I am trying to implement a basic Policy Gradient training setup. In the environment that I use not every action is allowed in each state and therefore I set invalid action probabilities to zero.
The problem is that then the policy gradient loss starts to explode and then the network does not learn anything anymore until a nan error occurs.
I tested the same code without setting invalid actions to zero and then it is able to converge and learn the proper actions. So without line 3-5 and using pActions for legalActions everything works fine.
#does not work
pActions, values = self.forward(observations)
legalActions = pActions.clone()
legalActions[1 - valids] = 0
legalActions = legalActions/legalActions.sum(dim=1).unsqueeze(-1).expand(legalActions.size())
actions = torch.multinomial(legalActions, 1).long()
logProbs = torch.log(torch.gather(legalActions, -1, actions))
#works
pActions, values = self.forward(observations)

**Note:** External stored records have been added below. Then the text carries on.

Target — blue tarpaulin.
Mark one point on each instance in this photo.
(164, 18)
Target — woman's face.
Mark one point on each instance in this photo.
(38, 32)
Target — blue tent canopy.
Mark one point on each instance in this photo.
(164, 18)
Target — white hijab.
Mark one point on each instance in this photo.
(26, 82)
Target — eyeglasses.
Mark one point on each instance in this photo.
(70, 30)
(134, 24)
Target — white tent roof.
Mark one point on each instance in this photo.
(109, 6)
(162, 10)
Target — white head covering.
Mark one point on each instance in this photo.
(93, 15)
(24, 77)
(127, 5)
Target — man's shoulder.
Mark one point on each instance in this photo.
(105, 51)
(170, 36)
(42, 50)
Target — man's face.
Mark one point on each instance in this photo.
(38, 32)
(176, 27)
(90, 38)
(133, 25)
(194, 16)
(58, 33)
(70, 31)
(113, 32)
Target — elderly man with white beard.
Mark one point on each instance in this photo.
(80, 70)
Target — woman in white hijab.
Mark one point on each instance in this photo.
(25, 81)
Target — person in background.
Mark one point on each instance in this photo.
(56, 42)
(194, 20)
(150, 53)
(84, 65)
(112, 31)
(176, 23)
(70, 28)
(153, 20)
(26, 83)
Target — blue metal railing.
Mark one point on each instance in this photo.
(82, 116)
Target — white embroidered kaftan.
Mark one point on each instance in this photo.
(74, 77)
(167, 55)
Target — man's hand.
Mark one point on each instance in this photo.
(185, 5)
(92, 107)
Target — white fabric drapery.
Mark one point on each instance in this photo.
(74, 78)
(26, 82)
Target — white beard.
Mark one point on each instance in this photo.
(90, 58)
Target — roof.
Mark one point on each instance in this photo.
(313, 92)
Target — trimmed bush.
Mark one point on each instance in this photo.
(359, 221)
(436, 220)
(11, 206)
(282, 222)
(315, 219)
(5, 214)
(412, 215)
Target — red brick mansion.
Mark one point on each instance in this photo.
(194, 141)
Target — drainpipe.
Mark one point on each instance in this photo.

actions = torch.multinomial(pActions, 1).long()
logProbs = torch.log(torch.gather(pActions, -1, actions))
So what is wrong with my implementation of this? Does the cloning or manually setting to zero somehow affect the backward pass in the wrong way? And did anyone ever had a working setup for invalid actions in Pytorch? If yes, how did you implement it?
Edit
I found out that if I do the normalization on pActions instead of legalActions and use pActions for selecting the logProbs it works.
#works
pActions, values = self.forward(observations)
legalActions = pActions.clone()
legalActions[1 - valids] = 0
pActions = pActions/legalActions.sum(dim=1).unsqueeze(-1).expand_as(pActions)
actions = torch.multinomial(legalActions, 1).long()
logProbs = torch.log(torch.gather(pActions, -1, actions))
Why is that? Does the cloning somehow prevent the gradient to properly flow back to the network?